Actor: “Jack Reacher,” “Ozark,” “Power”

Based in New York City

“For me the main thing I’ve been thinking about is the human aspect of being a carrier. I’m young enough and healthy so I’m not as worried for myself but I take all precautions and quarantining, but when I go back I fear I’ll be a carrier to elderly people and those at high risk.

I’d like to see testing for everybody and testing for antibodies to see if people had it and are immune to it. These shows are a village. Nobody is an island in our industry.”

Amy Holden Jones

Co-creator and executive producer “The Resident”

Based in Los Angeles

“Going back on set is complicated, it’s an enclosed space; people come and go. We don’t usually shoot until July and I hope by then the virus falls back but we don’t know.
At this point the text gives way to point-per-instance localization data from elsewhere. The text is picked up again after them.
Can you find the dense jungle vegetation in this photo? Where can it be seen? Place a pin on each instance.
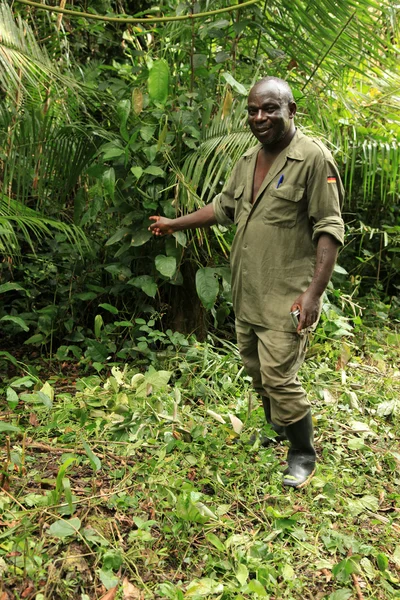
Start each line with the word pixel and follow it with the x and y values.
pixel 126 419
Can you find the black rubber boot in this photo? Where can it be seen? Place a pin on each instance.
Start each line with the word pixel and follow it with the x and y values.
pixel 301 455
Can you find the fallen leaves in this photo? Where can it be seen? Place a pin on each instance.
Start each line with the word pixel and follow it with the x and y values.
pixel 110 595
pixel 130 592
I don’t get to make that call; Disney will make that call, they own the show.

We could put protocols in place, for example take temperatures before coming on set, no open communal food. You have to run tests on the entire cast and crew and that’s just not easily done right now.

It is a tough call. I’m sympathetic with the notion that we don’t want to put the crew into a terrible financial situation either. Personally, I’d poll the cast and crew and ask them how they feel about going back in July. I’m not comfortable jeopardizing anybody’s health, especially since we’re a medical show.


Writers, showrunners and executive producers like myself can get on Zoom and conference calls. I’m doing a call tomorrow with residents at Brigham and Women’s Hospital. Their residents are fans and pitch ideas. Writers have this big advantage.

But my answer is that I’m not comfortable with any protocols if the situation is we are still on lockdown and the Dr. Faucis of this world are still advising us to stay in isolation. Under those circumstances there are no protocols that will make it feasible. Right now there should be protocols for all kinds of things that don’t exist.”

Rob Hardy

Director, producer, executive producer: “All American,” “black-ish” “Grey’s Anatomy”

Based in Atlanta

“I think I need to see a shift in what’s happening with the virus. Time is our friend in this. I need time, I think, as the numbers decline and as the temperature gets warmer outside.

I think you could say in concept that the nature of what we’re doing provides challenges in a business that requires that we work close together. It makes it tougher. I can always wear masks and gloves sure, but you can’t do that in front of the camera.

I think that if a vaccine is in place and it’s tried true, while I might be gun-shy I’d go to work. I don’t know what other circumstance can be done to make things safe.”

Stewart Schill

Editor: “American Crime Story,” “Dexter”

Based in Los Angeles

“I feel like we first need to get past the point of peak infection, where a lot of people have gotten immunity to the point where the risk will be tolerable. My typical role as an editor, I’m closed in production office. But there is way more exposure among the crew that makes me more nervous about going back to the office.


We were shooting up to the point when all production was shut down. At first people were doing elbow bumps, acknowledging this was happening, but the gravity of it hadn’t sunk in. I think that even when we go back, people aren’t going to be shaking hands or be as touchy-feely as they often are.

It’s so interesting just watching movies now and seeing people shaking hands and hugging, it seems like a vestige of the past.”

David Knoller

Executive producer: “Power,” “Big Love”

Based in Los Angeles

“Once there’s a test and if everyone is tested I’d feel better, and I know that going into the workplace no one was positive would make me feel more comfortable. I think everyone feels that way.”